A total of 24,571 consensus sequences were identified as putative host genes and removed from the database, resulting in a potential TE consensus set containing 329,744 sequences. This set was further filtered to remove all putative TE consensus sequences <120bp in length, as these are likely to be poor quality and incomplete. In addition, the base composition of each consensus was calculated using seqtk comp (https://github.com/lh3/seqtk) and all sequences with an N content >=5% were removed due to being poor quality, reducing the final MycoMobilome library to 276,641 sequences.

For each consensus sequence, if there are hits to known TE protein domains, the sequences were labelled as "supported". Following this, the identity of each protein domain hit was evaluated to determine whether the consensus sequence classification is supported by protein hits from the REPET profiles bank or RepeatMasker RepeatPeps. If the identified domains support the consensus classification, the consensus sequence is labelled with _PE for protein evidence. If the identified domains conflict with the consensus classification, the consensus sequence is labelled with _DA for disagreement. If there are no identified domains, the consensus sequence is labelled with _NE for no evidence. The appropriate domains for each classification are defined in the table below:

High level TE classification	Appropriate Domain Hits from REPET	RepeatMasker RepeatPeps
DNA	Tase,Tase*,DDE,HTH,[ATP,INT,AP for crypton,maverick]	DNA
RC	HEL,EN,RPA	RC
LTR	RT,INT,RH,GAG,AP,VirusRelated,LTRrelated,Caulimovirus,ClassIrelated,ENV	LTR
LINE	RT,EN,RH,GAG,ClassIrelated,LINErelated	LINE
PLE	RT,EN,ClassIrelated	PLE
Retroposon	RT,INT,RH,GAG,AP,VirusRelated,LTRrelated,Caulimovirus,ClassIrelated,ENV,EN,LINErelated	Retroposon

Sequences are named with the convention MycMob1.0_family-[n]-[six digit species code]_[protein evidence]#[high level classification]/[sub level classification] @[genus species]. Protein hits to known TE proteins are provided with MycoMobilome to support further investigation in specific use cases. No changes were made to classifications assigned during automated curation, therefore this database should be treated as uncurated and caution should be used to check important or interesting TE loci on a case-by-case basis. Please note that all nonautonomous elements will have the label _NE as they do not contain any intact protein domains. This does not mean they are not real TEs. As such, for most use cases we suggest using the complete MycoMobilome v1.0 dataset, unless you are specifically interested in autonomous TEs only.

Bibliography

1. Baril T, Galbraith J, Hayward A. Earl Grey: a fully automated user-friendly transposable element annotation and analysis pipeline. Molecular Biology and Evolution. 2024 Apr;41(4):msae068. 
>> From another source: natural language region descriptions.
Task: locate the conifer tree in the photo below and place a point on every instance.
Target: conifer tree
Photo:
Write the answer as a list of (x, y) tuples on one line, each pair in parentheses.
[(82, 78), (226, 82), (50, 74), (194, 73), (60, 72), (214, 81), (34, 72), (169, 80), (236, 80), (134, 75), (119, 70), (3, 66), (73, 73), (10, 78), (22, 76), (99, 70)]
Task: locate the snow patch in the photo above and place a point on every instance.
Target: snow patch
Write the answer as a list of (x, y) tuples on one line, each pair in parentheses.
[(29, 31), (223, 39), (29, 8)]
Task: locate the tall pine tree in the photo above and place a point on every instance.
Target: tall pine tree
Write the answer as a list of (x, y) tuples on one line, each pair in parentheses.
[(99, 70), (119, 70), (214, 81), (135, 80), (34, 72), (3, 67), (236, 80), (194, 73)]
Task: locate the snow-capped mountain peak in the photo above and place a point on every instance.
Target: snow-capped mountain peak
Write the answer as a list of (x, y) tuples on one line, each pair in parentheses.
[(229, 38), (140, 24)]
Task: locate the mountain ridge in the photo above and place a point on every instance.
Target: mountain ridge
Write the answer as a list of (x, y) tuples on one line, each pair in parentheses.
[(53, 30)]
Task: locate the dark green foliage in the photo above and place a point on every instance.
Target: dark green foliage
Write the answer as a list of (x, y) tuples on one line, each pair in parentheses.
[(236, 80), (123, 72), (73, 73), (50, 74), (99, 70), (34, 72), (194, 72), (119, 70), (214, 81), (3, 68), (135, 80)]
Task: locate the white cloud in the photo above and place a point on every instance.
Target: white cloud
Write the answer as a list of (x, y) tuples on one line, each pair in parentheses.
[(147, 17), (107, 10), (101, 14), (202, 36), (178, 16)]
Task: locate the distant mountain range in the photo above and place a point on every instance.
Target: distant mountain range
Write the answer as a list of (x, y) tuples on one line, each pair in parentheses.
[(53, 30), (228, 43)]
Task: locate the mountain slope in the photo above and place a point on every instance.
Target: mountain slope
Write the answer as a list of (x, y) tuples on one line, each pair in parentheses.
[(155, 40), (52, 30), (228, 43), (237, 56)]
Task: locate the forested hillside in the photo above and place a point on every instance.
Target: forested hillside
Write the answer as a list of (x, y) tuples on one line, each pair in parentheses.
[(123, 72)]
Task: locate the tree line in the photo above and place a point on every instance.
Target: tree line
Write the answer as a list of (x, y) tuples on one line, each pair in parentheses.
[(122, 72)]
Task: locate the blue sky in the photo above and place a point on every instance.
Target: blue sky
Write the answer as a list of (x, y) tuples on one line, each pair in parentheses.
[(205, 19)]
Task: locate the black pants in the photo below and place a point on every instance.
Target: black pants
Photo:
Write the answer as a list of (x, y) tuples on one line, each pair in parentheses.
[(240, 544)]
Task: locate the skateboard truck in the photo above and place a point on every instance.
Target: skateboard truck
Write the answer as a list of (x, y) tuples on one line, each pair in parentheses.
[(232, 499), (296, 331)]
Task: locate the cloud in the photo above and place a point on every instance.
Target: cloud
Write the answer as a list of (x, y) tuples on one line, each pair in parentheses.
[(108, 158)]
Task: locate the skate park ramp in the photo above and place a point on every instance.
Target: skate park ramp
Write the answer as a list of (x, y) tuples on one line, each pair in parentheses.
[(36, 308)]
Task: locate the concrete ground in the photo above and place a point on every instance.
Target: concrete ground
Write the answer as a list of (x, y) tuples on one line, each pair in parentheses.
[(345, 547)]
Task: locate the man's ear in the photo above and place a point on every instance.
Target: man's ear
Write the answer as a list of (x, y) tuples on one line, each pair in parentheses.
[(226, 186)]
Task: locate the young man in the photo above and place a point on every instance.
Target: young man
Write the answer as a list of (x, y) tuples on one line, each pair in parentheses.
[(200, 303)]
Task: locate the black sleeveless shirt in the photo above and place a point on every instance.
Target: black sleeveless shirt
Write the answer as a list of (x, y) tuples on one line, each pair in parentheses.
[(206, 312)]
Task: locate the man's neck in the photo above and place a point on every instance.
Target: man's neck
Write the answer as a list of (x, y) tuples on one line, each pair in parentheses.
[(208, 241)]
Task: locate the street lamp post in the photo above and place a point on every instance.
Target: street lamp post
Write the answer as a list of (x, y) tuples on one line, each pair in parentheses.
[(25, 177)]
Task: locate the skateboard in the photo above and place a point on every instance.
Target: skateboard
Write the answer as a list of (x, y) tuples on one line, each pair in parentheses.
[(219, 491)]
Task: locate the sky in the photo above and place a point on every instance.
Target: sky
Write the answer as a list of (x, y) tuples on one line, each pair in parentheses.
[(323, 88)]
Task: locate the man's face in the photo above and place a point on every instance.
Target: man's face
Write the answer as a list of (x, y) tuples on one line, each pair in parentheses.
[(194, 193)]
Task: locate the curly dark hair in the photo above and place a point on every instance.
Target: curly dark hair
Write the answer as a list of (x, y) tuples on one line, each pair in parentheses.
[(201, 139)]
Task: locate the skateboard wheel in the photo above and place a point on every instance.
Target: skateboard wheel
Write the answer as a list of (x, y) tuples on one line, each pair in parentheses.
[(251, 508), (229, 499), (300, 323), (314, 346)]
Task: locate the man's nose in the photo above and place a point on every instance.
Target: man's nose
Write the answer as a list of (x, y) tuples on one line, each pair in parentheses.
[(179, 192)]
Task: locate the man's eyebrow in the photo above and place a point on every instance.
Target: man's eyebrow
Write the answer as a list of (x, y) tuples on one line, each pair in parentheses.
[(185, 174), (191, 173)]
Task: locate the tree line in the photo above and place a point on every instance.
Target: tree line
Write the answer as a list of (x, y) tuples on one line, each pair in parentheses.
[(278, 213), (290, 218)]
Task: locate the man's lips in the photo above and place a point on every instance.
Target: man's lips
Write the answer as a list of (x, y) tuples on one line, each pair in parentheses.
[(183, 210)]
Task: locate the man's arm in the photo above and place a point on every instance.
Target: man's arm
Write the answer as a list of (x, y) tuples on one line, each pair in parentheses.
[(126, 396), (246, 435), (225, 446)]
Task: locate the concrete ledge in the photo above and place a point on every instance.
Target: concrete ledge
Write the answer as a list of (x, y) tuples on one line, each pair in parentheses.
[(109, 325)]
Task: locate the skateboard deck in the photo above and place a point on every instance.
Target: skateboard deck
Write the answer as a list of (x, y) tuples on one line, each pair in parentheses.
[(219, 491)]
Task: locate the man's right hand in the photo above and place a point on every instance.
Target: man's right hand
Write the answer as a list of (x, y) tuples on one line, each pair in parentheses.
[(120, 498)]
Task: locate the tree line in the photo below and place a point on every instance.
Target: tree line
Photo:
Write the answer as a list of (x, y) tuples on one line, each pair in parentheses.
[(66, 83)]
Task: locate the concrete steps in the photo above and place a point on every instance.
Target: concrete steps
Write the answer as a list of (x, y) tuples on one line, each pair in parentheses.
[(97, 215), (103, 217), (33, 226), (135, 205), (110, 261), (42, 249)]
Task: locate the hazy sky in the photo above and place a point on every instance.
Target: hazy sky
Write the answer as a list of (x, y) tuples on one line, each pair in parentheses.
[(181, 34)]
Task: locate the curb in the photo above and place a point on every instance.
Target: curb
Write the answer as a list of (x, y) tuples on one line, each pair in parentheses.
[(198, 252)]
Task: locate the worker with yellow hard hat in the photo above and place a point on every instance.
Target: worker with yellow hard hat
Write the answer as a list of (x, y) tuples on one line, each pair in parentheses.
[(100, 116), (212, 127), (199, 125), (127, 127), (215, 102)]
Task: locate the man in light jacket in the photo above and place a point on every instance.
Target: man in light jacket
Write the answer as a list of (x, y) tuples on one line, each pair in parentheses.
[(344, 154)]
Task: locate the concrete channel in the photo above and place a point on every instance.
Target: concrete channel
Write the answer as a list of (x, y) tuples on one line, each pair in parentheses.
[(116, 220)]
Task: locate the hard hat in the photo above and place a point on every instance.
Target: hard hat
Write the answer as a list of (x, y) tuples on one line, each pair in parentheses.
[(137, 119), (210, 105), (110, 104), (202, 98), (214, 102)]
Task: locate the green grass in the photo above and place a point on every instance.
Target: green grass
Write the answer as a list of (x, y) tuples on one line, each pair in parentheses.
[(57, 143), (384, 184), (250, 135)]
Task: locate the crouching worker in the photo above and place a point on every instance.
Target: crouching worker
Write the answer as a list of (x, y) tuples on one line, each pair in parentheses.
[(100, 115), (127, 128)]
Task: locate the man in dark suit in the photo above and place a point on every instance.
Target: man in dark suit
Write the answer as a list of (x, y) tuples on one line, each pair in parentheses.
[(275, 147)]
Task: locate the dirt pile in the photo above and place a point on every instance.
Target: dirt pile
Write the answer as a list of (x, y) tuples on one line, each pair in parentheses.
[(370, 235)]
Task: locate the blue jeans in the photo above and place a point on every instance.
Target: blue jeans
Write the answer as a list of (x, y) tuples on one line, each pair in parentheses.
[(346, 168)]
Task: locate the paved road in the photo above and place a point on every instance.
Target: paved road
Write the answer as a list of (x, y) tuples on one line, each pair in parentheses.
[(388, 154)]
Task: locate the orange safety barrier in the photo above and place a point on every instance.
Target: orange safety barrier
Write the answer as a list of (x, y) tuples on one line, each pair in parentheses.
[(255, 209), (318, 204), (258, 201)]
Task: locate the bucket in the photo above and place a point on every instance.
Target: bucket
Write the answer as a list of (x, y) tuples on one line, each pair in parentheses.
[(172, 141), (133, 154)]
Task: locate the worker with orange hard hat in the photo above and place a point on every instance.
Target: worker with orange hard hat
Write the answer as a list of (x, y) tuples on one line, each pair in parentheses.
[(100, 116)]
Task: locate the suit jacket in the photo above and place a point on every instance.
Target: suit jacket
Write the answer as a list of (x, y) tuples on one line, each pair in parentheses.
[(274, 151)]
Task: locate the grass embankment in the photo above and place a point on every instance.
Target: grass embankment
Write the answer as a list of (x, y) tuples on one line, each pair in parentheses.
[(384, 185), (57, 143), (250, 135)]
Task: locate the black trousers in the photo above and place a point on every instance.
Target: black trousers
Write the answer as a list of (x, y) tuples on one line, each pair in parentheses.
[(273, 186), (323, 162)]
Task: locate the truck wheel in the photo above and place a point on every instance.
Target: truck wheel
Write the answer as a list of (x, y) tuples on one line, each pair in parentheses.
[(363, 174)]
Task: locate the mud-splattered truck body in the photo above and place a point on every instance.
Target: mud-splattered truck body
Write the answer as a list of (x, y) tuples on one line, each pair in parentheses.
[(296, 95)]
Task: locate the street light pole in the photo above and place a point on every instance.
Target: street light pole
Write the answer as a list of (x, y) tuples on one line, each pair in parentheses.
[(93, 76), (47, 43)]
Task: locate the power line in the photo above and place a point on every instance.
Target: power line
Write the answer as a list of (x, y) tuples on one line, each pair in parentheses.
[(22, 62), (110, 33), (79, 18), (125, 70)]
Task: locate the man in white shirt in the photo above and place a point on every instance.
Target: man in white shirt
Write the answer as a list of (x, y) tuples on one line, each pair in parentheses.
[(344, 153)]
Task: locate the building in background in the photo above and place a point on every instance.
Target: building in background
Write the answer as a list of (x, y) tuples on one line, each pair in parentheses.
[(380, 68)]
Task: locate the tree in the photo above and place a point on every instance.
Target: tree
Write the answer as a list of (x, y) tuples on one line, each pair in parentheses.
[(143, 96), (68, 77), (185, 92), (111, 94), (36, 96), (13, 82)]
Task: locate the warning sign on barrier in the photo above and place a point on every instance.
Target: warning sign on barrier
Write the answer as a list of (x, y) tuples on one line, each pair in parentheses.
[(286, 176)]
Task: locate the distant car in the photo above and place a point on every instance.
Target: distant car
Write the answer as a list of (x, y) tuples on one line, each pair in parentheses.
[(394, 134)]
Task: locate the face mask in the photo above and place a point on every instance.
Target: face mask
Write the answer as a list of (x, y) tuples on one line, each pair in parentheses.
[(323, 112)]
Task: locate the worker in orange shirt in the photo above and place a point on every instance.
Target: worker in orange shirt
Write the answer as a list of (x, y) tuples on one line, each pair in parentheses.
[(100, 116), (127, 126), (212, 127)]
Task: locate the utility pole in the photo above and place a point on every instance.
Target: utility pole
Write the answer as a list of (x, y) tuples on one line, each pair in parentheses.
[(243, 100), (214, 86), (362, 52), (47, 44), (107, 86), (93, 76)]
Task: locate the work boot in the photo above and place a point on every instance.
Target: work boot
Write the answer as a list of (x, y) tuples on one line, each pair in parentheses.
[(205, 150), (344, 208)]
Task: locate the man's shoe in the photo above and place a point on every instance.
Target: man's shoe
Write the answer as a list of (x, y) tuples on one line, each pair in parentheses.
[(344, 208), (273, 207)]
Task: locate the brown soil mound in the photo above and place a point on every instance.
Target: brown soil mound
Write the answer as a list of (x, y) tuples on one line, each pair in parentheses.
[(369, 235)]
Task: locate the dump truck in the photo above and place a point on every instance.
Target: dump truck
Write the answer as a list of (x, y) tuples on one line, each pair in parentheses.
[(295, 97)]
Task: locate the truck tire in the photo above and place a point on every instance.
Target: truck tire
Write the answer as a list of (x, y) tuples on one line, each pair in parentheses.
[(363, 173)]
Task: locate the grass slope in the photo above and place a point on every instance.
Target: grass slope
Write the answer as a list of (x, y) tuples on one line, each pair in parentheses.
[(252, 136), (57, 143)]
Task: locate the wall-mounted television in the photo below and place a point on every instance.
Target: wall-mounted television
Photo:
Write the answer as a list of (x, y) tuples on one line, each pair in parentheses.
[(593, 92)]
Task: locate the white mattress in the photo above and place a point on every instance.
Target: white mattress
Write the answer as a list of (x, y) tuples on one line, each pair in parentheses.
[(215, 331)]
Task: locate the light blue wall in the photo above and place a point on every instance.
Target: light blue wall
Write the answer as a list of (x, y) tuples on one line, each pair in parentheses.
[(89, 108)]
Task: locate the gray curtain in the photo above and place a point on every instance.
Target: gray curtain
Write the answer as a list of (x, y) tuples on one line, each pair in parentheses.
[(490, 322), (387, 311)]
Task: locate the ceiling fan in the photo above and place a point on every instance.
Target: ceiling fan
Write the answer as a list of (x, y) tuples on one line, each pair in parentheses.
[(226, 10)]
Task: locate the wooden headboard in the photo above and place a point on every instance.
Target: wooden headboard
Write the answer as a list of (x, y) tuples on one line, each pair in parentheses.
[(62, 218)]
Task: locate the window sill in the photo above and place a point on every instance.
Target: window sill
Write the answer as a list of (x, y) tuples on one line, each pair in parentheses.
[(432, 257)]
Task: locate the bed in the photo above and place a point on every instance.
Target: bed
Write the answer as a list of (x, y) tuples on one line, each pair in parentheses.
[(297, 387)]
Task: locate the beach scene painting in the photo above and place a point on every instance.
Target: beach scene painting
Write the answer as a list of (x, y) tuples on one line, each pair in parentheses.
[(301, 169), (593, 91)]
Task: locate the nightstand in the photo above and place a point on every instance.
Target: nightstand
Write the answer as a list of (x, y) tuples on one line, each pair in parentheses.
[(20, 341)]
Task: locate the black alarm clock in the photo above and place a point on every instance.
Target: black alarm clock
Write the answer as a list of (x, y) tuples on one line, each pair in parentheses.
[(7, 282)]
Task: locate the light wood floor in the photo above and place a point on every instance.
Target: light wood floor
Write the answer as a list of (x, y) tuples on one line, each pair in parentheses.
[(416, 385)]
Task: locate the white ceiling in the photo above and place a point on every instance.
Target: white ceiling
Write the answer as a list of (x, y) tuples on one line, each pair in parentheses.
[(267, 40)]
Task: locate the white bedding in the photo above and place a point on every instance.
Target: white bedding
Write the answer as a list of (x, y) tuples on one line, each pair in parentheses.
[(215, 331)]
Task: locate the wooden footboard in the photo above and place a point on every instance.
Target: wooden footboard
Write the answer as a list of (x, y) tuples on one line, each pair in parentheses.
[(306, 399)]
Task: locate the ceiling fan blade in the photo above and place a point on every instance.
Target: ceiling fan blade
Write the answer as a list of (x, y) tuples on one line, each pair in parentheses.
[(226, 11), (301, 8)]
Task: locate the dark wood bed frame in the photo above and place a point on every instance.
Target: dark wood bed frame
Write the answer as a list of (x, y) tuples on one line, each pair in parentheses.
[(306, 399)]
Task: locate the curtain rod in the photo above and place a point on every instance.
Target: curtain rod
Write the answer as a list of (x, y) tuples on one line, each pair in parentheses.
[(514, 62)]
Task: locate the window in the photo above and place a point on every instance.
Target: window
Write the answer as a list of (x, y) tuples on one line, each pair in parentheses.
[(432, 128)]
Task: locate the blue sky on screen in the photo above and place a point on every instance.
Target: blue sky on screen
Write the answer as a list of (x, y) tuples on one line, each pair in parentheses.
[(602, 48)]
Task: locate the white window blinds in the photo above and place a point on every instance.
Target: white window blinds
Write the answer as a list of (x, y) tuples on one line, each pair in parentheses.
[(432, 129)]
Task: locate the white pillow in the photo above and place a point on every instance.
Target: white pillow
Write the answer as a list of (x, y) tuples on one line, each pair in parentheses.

2. Hubley R, Finn RD, Clements J, Eddy SR, Jones TA, Bao W, Smit AF, Wheeler TJ. The Dfam database of repetitive DNA families. Nucleic acids research. 2016 Jan 4;44(D1):D81-9. 

3. Steinegger M, Söding J. MMseqs2 enables sensitive protein sequence searching for the analysis of massive data sets. Nature biotechnology. 2017 Nov;35(11):1026-8. 

4. Rice P, Longden I, Bleasby A. EMBOSS: the European molecular biology open software suite. Trends in genetics. 2000 Jun 1;16(6):276-7. 

5. Goldfarb T, Kodali VK, Pujar S, Brover V, Robbertse B, Farrell CM, Oh DH, Astashyn A, Ermolaeva O, Haddad D, Hlavina W. NCBI RefSeq: reference sequence standards through 25 years of curation and annotation. Nucleic Acids Research. 2025 Jan 6;53(D1):D243-57. 

6. Buchfink B, Reuter K, Drost HG. Sensitive protein alignments at tree-of-life scale using DIAMOND. Nature methods. 2021 Apr;18(4):366-8. 

7. Sonnhammer EL, Eddy SR, Birney E, Bateman A, Durbin R. Pfam: multiple sequence alignments and HMM-profiles of protein domains. Nucleic acids research. 1998 Jan 1;26(1):320-2.